Teherán ha nutrido las arcas del partido-milicia Hezbolá, miembro del gobierno y de la coalición 8 de Marzo, y abastecido en armas gracias a la continuidad territorial que provee Siria. Riad ha respaldado económicamente, hasta hoy, el liderazgo de los Hariri a la cabeza del bloque 14 de Marzo y aquellas instituciones de seguridad afines.

Tras la llegada de Hariri al Líbano, los presidentes francés y griego han expresado su preocupación por la estabilidad del país. "Deseamos que resulte en un funcionamiento normal y equilibrado de las instituciones, dentro del respeto de la Constitución libanesa", señalaron fuentes oficiales de El Elíseo. Aliado tradicional de Líbano, los expertos consideran que Macron intenta aprovechar la crisis abierta para reforzar su posición en el país y por ende en la región. El presidente francés ha mantenido un perfil más bajo que el que sostuvo su predecesor Jaques Chirac, amigo personal de la familia Hariri.

"Nuestro objetivo común es la estabilidad en Líbano, la estabilidad en nuestra zona. El presidente de la república llevará a cabo iniciativas precisamente para promover esa estabilidad en Líbano", ha anunciado por su parte el portavoz del Gobierno chipriota, Nikos Christodoulides.

Sin haber despejado aun las extrañas circunstancias que han rodeado los vaivenes de Hariri durante las dos últimas semanas, las especulaciones están al orden del día en los debates callejeros. En los círculos de Damasco aseguran incluso que Riad mantiene retenidos a los dos hijos menores de Hariri, “para asegurar su regreso”.

El refuerzo militar de Asad en Siria intensifica la confrontación irano-saudí en Líbano

N.S- Damasco

Tras la reunión que mantuvieron este martes en Sochi (Rusia) el presidente ruso, Vladimir Putin, y el sirio Bachar el Asad, el mandatario ruso anunció que la operación militar en Siria “está llegando a su término”. Tras la victoria bélica, se abre la fase de negociación política, a la que Damasco acudirá reforzado al haber recuperado el control de la mayoría del territorio nacional. Una victoria que entraña no solo la expulsión del ISIS de Siria, y la debilitación del remanente de grupos insurrectos en el país, sino que da al traste con el proyecto político saudí de convertir Siria en un poder suní aliado en la región. En las últimas semanas, la monarquía saudí se ha referido por primera vez al Líbano como “país enemigo a las órdenes de Hezbolá”.

Cuarenta y ocho horas antes, fue Hasan Nasralá, líder de Hezbolá, quien anunció la inminente retirada de sus milicianos de Iraq. “Consideramos nuestra misión en Iraq contra el ISIS completada. Nos retiraremos una vez que Bagdad anuncie la victoria contra ISIS”, aseguró en un discurso televisado este lunes. Sin embargo, su brazo armado sigue presente en Siria, avanzando junto a las tropas regulares sirias.
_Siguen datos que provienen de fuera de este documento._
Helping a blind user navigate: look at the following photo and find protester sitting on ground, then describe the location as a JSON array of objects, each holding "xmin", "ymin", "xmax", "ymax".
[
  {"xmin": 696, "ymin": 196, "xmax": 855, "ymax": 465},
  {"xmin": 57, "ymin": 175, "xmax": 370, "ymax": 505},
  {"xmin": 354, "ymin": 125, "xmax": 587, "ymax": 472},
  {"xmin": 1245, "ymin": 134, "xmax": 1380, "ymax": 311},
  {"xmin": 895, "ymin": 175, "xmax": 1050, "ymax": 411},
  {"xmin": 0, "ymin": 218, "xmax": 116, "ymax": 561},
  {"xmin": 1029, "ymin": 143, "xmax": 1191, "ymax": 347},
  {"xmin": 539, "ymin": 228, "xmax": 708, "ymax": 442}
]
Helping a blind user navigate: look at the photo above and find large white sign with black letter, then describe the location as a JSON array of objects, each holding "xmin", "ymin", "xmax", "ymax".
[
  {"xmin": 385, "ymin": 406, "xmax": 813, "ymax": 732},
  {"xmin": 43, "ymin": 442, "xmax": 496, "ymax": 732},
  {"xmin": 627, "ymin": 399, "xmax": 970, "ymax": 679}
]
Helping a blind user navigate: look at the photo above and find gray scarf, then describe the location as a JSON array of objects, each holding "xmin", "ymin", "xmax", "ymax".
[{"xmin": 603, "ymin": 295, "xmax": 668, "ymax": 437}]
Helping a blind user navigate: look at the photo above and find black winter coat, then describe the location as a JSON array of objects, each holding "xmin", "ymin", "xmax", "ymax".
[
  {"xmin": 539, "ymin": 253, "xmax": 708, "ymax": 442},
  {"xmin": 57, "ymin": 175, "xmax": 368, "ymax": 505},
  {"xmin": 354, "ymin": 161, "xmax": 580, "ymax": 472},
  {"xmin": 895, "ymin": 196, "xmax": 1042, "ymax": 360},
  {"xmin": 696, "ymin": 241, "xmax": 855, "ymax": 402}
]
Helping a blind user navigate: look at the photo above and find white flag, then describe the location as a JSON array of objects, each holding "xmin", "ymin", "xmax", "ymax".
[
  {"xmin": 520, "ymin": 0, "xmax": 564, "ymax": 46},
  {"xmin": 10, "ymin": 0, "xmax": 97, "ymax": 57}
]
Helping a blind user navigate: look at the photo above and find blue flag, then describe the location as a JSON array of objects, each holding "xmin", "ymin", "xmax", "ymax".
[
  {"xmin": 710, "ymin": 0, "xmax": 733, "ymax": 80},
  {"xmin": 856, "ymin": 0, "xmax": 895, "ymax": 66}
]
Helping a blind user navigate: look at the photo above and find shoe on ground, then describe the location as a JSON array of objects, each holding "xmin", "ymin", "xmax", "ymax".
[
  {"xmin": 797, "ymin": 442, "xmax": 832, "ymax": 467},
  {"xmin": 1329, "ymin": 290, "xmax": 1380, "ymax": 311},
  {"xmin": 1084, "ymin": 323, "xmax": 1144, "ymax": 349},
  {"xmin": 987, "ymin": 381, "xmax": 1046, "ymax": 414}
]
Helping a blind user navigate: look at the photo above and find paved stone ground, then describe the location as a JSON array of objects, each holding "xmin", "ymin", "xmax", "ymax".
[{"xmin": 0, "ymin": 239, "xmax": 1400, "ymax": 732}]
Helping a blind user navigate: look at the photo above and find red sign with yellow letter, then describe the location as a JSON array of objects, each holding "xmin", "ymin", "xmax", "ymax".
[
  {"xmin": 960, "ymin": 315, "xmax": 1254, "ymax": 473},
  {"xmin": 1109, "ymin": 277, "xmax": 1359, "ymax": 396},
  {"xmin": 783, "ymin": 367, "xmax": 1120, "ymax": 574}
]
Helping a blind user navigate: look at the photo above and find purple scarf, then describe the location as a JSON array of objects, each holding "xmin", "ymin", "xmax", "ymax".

Derrotado en el tablero sirio y atascado en el yemení, el reino del desierto ha reducido su apoyo económico y armamentístico a los grupos insurrectos que respalda en Siria, para proseguir su trifulca regional con Irán en el vecino Líbano. Según los analistas, Saad Hariri no parece haber colmado las expectativas saudíes como freno al poder de Hezbolá en el pequeño pero complejo país.